Search code examples
javahtmljsoup

How to prevent Jsoup from erasing angle-brackets inside text when parsing


I am trying to parse only the texts of an html document which contains angle-brackets as part of text.

For example, the html file would look something like this:

<html>
 <head></head> 
 <body> 
  <div>
    <p>1. <someUnicodeString></p> 
    <p>2. <foo 2012.12.26.></p> 
    <p>3. <123 2012.12.26.></p> 
    <p>4. <@ 2012.12.26.></p> 
    <p>5. foobarbar</p> 
  </div>
 </body>
</html>

I want the outcome of the parsed textfile to be like this:

1. <someUnicodeString> 
2. <foo 2012.12.26.> 
3. <123 2012.12.26.> 
4. <@ 2012.12.26.> 
5. foobarbar

I am using Jsoup's parse function to achieve this as shown below,

Document doc = null;

try {
    doc = Jsoup.parse(new File(path), "UTF-8");
    doc.outputSettings(new Document.OutputSettings().prettyPrint(false));
    doc.outputSettings().escapeMode(EscapeMode.xhtml);

    //set line breaks in readable format
    doc.select("br").append("\\n");
    doc.select("p").prepend("\\n\\n");
    String bodyText = doc.body().html().replaceAll("\\\\n", "\n");
    bodyText = Jsoup.clean(bodyText, "", Whitelist.none(), new Document.OutputSettings().prettyPrint(false));

    File f = new File(textFileName+".txt");
    f.getParentFile().mkdirs();
    PrintWriter writer = new PrintWriter(f, "UTF-8");
    writer.print(Parser.unescapeEntities(bodyText, false));
    writer.close();
} catch(IOException e) {
    //Do something
    e.printStackTrace();
}

However once Jsoup goes through the parsing process, it adds tags for each angle-bracket followed by characters.

<p>1. <someUnicodeString></someUnicodeString></p> 
<p>2. <foo 2012.12.26.></foo></p> 
<p>3. <123 2012.12.26.></p> 
<p>4. <@ 2012.12.26.></p> 
<p>5. foobarbar</p> 

Eventually producing the outcome

1.  
2.  
3. <123 2012.12.26.> 
4. <@ 2012.12.26.> 
5. asdasd 

How can I prevent Jsoup from erasing angle-brackets inside text when parsing?

Or is there a way to make Jsoup to recognize that certain angle-brackets are not html elements? (perhaps using regex?)

I am new to Jsoup and would very much appreciate any kind of help.
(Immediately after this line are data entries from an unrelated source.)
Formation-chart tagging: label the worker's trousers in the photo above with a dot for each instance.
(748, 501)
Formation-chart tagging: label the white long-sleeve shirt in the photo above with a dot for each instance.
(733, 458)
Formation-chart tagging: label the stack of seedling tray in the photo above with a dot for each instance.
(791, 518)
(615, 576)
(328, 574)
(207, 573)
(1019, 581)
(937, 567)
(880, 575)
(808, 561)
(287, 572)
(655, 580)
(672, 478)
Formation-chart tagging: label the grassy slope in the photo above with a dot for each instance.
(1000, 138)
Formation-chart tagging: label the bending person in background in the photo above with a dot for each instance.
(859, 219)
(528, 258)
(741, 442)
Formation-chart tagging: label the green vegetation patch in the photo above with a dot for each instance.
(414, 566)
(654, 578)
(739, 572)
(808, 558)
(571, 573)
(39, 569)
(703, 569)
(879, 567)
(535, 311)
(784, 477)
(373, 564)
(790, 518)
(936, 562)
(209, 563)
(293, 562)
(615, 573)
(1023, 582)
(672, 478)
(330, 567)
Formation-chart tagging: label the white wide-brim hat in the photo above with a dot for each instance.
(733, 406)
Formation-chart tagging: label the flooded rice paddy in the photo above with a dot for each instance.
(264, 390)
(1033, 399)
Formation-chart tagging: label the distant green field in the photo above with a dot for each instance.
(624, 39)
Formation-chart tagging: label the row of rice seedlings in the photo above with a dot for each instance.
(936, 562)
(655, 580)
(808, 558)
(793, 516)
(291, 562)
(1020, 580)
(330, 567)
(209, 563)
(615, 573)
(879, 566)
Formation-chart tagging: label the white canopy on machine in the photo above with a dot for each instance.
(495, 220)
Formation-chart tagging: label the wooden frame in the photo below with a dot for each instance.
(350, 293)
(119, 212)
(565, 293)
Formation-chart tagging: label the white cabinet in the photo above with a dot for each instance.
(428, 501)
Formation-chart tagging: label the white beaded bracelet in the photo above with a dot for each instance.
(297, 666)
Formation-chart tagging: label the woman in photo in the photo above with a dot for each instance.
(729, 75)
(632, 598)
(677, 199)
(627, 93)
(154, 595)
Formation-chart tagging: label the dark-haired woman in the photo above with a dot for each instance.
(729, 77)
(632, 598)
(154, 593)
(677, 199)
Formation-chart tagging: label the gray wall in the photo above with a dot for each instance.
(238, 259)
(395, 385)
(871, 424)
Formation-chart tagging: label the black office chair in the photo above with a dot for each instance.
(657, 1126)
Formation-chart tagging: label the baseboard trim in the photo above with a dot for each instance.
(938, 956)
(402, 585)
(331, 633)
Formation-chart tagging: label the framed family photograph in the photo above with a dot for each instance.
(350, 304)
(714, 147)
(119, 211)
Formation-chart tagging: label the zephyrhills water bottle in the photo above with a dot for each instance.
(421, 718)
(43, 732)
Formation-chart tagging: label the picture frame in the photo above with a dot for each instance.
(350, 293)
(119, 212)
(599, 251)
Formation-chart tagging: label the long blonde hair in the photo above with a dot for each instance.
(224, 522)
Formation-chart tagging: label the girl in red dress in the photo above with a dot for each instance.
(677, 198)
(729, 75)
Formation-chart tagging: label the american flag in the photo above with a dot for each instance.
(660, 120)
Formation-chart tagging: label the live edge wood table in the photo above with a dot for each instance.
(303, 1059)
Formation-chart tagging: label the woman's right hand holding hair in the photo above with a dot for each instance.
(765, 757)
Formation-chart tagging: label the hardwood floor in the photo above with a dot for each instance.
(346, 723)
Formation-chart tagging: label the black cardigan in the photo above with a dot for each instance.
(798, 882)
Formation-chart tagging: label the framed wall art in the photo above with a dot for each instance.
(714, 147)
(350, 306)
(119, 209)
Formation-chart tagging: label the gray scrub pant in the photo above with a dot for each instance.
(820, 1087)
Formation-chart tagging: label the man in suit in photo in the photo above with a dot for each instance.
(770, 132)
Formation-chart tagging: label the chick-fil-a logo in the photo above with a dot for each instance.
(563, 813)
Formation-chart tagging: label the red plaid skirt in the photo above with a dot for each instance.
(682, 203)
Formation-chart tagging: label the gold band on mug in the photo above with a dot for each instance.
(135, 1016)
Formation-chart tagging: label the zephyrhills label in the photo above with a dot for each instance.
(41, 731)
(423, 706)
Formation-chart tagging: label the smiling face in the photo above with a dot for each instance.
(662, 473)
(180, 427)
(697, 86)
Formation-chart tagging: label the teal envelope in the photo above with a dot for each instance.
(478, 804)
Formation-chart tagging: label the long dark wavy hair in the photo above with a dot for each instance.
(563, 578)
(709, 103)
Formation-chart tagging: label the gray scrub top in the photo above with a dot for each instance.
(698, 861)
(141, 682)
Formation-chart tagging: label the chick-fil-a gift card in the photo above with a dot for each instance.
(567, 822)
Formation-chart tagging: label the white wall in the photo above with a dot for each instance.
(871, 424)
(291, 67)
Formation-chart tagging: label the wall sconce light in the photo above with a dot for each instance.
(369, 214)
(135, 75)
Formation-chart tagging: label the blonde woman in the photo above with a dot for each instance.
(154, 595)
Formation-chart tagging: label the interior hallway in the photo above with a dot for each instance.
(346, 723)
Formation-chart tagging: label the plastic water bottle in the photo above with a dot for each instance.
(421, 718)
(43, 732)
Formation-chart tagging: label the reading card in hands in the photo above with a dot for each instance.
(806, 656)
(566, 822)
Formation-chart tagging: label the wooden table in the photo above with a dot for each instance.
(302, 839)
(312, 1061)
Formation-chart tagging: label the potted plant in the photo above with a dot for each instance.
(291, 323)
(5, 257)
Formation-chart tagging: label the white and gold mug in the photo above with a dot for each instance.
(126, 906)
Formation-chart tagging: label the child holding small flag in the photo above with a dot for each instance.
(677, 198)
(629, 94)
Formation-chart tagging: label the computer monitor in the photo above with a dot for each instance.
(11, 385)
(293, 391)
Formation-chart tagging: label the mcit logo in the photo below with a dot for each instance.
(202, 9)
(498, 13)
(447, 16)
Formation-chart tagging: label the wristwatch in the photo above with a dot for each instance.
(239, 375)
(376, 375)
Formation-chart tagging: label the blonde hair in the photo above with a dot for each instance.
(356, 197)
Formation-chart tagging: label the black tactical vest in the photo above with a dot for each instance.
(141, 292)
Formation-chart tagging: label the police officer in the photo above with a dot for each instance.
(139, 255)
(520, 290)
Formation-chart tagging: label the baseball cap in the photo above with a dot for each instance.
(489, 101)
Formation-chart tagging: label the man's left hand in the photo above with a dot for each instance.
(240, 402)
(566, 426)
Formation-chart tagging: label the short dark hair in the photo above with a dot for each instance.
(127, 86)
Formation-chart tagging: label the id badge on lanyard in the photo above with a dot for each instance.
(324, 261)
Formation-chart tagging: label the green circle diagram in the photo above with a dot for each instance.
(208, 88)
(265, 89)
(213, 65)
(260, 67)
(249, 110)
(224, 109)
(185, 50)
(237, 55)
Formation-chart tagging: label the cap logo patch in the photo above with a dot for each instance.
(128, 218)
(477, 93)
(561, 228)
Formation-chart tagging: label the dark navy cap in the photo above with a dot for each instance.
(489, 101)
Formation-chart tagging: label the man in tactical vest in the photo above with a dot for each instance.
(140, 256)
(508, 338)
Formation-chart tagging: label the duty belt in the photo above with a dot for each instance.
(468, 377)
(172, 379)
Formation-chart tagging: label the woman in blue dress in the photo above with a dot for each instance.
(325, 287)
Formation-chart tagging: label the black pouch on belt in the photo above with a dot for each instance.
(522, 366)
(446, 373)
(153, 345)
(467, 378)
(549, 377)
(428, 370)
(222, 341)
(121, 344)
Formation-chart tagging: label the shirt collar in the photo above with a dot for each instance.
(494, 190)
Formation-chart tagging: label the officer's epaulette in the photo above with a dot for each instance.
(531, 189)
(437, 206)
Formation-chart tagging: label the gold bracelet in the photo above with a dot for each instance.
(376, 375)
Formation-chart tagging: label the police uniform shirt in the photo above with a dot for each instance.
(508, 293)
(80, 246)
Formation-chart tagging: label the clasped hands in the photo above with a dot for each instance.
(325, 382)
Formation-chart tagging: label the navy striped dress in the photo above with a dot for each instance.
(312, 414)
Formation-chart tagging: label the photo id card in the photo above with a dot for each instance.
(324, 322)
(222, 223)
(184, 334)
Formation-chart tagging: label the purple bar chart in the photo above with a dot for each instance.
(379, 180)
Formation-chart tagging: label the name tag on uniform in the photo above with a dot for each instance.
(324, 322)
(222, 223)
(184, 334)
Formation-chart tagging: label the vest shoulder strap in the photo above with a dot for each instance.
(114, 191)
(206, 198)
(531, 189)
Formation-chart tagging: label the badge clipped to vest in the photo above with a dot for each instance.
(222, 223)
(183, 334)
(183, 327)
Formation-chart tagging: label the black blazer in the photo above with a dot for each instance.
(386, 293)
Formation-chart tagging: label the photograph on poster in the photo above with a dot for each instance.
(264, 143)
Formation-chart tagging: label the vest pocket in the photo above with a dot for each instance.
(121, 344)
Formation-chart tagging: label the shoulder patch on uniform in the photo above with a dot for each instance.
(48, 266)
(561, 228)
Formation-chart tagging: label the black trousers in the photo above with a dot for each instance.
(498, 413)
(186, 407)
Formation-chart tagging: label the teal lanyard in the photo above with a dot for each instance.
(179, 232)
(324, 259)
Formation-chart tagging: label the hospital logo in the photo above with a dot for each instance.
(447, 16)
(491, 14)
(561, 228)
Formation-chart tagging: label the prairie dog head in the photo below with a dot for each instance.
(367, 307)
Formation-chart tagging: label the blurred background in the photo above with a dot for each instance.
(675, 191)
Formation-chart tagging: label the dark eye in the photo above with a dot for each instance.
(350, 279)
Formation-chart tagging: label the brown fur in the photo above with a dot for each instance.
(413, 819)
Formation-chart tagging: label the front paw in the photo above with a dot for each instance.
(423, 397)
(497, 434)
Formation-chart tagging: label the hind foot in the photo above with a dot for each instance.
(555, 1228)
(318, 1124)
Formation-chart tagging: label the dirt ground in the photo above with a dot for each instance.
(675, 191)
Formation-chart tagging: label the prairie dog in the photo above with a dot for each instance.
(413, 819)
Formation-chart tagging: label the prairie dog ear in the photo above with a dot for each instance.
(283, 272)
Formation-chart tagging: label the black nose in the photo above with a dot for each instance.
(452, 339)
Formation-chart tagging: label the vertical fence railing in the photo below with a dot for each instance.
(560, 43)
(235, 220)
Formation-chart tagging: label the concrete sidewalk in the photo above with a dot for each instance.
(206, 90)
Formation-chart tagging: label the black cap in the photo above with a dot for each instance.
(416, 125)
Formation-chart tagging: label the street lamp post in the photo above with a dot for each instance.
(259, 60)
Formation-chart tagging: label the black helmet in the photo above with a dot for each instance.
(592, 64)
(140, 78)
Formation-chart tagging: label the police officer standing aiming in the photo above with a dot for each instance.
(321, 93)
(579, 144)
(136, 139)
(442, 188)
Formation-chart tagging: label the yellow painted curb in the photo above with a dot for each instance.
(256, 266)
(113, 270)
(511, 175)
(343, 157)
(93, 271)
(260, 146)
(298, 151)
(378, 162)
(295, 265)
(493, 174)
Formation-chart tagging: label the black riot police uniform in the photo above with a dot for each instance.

Thank you.


Solution

  • Thanks to the comment of Davide Pastore, and the question "Right angle bracket in HTML"

    I was able to solve the problem with the following code.

    doc = Jsoup.parse(new File(path), "UTF-8");
    //replace all left-angle tags inside <p> element to "&lt;"
    Elements pTags = doc.select("p");
    for (Element tag : pTags) {
        //change the boundary of the regex to whatever suits you
        if (tag.html().matches("(.*)<[a-z](.*)")) {
            String innerHTML = tag.html().replaceAll("<(?=[a-z])", "&lt;");
            tag.html(innerHTML);
        }
    }
    

    If you go through the process of converting "<" in text to < before you start parsing, you will be able the get the right output.